The advocates for choice must, in fact, hate choice – they certainly fight to prevent it, even to demand that we act against our own “choice” and conscience.

@Governor Perry, @Freedom2Care: Abortion Ideology Trumps Aid for Victims of Human Trafficking

Regarding Governor Perry’s comments about the Obama Administration’s  war on religion:

A grueling December 1 hearing by the House Oversight and Government Reform Committee revealed the disturbing answers to these questions, in the process infuriating Republican committee members and others concerned with aiding victims of human trafficking.
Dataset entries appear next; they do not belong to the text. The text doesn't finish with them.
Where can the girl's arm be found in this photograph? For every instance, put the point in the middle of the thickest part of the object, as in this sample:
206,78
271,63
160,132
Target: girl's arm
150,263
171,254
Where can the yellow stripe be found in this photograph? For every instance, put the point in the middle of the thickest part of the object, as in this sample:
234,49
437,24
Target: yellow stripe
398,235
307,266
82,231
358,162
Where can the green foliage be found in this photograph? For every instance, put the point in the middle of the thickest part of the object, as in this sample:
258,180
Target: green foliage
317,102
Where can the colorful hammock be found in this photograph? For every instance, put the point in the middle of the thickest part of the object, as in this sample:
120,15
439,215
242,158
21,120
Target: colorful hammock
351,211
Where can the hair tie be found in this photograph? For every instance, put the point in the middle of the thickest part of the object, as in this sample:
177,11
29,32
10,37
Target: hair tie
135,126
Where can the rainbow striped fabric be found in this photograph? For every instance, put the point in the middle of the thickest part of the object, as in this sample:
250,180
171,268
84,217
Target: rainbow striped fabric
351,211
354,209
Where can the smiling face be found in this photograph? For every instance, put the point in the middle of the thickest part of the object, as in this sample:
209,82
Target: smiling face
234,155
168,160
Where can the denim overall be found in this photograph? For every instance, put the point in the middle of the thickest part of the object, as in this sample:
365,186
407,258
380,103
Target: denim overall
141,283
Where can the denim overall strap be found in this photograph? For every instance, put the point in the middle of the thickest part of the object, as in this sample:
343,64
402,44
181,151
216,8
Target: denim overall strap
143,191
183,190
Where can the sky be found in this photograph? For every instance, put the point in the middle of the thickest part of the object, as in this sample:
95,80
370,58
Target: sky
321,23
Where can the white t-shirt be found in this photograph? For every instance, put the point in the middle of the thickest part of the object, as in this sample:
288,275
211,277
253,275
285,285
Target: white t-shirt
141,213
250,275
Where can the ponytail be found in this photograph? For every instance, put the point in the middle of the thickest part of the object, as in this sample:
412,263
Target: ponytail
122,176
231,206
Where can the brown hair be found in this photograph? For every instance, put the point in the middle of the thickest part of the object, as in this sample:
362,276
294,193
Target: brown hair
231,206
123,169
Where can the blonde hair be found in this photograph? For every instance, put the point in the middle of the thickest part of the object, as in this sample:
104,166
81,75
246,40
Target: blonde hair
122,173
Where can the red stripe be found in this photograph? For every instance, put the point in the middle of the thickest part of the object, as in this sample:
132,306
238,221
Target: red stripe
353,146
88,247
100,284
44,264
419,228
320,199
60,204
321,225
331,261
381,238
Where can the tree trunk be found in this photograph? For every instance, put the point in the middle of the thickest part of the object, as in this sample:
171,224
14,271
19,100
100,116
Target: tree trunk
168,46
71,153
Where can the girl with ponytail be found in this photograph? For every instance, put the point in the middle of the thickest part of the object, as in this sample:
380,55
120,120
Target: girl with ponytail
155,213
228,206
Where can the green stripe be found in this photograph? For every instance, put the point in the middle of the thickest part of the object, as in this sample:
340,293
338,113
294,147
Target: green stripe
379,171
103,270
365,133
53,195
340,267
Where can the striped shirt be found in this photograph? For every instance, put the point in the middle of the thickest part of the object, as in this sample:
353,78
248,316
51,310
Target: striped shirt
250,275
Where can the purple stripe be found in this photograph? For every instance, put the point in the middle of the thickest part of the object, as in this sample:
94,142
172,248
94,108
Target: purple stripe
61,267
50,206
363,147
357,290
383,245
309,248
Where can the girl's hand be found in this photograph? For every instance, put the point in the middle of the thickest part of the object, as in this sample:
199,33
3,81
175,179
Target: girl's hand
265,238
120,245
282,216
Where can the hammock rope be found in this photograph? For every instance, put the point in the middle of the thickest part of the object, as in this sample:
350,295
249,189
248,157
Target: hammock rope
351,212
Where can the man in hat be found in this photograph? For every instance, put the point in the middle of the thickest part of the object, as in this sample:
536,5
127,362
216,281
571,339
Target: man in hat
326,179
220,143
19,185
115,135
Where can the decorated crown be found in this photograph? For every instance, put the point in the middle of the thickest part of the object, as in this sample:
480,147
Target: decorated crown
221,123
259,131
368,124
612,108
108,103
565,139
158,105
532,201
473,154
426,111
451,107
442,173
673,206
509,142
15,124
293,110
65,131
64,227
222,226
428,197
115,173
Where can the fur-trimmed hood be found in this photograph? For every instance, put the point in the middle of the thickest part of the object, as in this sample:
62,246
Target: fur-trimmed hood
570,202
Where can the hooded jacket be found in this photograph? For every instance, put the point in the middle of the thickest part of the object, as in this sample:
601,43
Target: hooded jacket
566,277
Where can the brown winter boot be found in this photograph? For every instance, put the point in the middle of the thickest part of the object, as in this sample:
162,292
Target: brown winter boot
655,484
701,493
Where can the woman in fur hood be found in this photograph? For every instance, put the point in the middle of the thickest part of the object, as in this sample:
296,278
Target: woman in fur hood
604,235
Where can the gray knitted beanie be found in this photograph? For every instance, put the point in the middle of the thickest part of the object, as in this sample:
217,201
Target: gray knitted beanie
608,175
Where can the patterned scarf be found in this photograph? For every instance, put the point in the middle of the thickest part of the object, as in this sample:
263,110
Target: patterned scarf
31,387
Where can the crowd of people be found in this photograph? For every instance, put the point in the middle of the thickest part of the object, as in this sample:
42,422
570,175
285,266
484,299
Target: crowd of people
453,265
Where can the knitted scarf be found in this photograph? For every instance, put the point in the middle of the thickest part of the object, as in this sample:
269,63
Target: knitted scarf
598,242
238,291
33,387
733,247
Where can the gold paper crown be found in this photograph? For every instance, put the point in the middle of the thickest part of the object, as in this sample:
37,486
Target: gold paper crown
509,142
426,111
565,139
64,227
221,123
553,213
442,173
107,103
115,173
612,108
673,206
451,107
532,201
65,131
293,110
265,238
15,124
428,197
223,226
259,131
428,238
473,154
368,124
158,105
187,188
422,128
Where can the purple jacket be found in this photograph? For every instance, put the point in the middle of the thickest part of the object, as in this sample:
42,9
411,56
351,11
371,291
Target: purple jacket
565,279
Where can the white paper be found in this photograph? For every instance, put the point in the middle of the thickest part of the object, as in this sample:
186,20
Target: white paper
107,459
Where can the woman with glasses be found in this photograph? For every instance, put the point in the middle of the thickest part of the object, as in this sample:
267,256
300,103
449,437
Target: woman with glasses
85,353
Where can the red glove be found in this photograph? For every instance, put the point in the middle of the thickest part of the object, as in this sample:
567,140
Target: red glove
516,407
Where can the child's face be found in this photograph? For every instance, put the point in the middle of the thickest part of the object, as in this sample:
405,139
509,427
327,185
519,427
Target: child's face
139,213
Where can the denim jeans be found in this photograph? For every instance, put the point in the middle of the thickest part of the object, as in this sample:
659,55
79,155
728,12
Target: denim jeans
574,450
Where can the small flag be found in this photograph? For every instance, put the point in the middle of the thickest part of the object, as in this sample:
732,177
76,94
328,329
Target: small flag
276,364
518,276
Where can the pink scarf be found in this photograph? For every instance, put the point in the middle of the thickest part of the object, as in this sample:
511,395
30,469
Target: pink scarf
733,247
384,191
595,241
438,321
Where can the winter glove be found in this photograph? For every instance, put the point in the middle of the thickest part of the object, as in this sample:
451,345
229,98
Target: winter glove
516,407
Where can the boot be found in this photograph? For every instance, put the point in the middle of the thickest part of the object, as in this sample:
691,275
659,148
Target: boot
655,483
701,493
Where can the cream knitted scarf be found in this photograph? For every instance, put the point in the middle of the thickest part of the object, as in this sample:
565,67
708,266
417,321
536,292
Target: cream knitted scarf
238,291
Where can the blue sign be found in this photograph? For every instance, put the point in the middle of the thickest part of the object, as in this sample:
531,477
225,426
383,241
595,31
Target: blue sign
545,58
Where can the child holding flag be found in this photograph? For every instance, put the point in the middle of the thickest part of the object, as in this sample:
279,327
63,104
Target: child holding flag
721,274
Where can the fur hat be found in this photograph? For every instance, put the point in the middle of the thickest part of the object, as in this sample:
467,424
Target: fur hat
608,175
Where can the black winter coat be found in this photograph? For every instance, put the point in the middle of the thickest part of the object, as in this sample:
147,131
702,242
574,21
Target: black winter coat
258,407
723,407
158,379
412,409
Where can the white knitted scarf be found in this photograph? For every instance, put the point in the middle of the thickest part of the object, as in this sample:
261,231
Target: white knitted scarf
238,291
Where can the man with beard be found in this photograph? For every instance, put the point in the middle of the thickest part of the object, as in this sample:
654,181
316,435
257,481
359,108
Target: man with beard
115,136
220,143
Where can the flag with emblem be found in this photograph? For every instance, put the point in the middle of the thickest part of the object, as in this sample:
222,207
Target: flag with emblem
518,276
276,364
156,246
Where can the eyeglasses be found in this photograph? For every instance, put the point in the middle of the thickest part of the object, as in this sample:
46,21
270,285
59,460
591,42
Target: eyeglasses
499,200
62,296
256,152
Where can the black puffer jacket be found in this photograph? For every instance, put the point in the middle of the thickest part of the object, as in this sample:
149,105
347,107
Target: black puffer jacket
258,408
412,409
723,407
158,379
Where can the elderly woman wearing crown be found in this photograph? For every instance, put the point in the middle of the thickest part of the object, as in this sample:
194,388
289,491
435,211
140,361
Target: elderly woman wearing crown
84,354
By the end of an over three-hour long grilling of U.S. Dept. of Health and Human Services (HHS) officials, one message had become clear about the Obama administration’s criteria for receiving the $4.5 million in federal grants for trafficking victims services:

Pro-life groups need not apply.

via Freedom2Care: Abortion Ideology Trumps Aid for Victims of Human Trafficking.

 

The regulations were written to prevent any pro-life group from receiving grant money:

The funding opportunity announcement for the “competitive” grant stipulated:

“The Director of [the HHS Office of Refugee Resettlement] will give strong preference to applicants that are willing to offer all of the services and referrals delineated under the Project Objectives. Applicants that are unwilling to provide the full range of the services and referrals under the Project Objectives must indicate this in their narrative ….”
The stipulations added that “…preference will be given to grantees under this [funding opportunity announcement] that will offer all victims referral to medical providers who can provide or refer for provision of treatment for sexually transmitted infections, family planning services and the full range of legally permissible gynecological and obstetric care…”
Translation: Participate in abortion or forget the grant.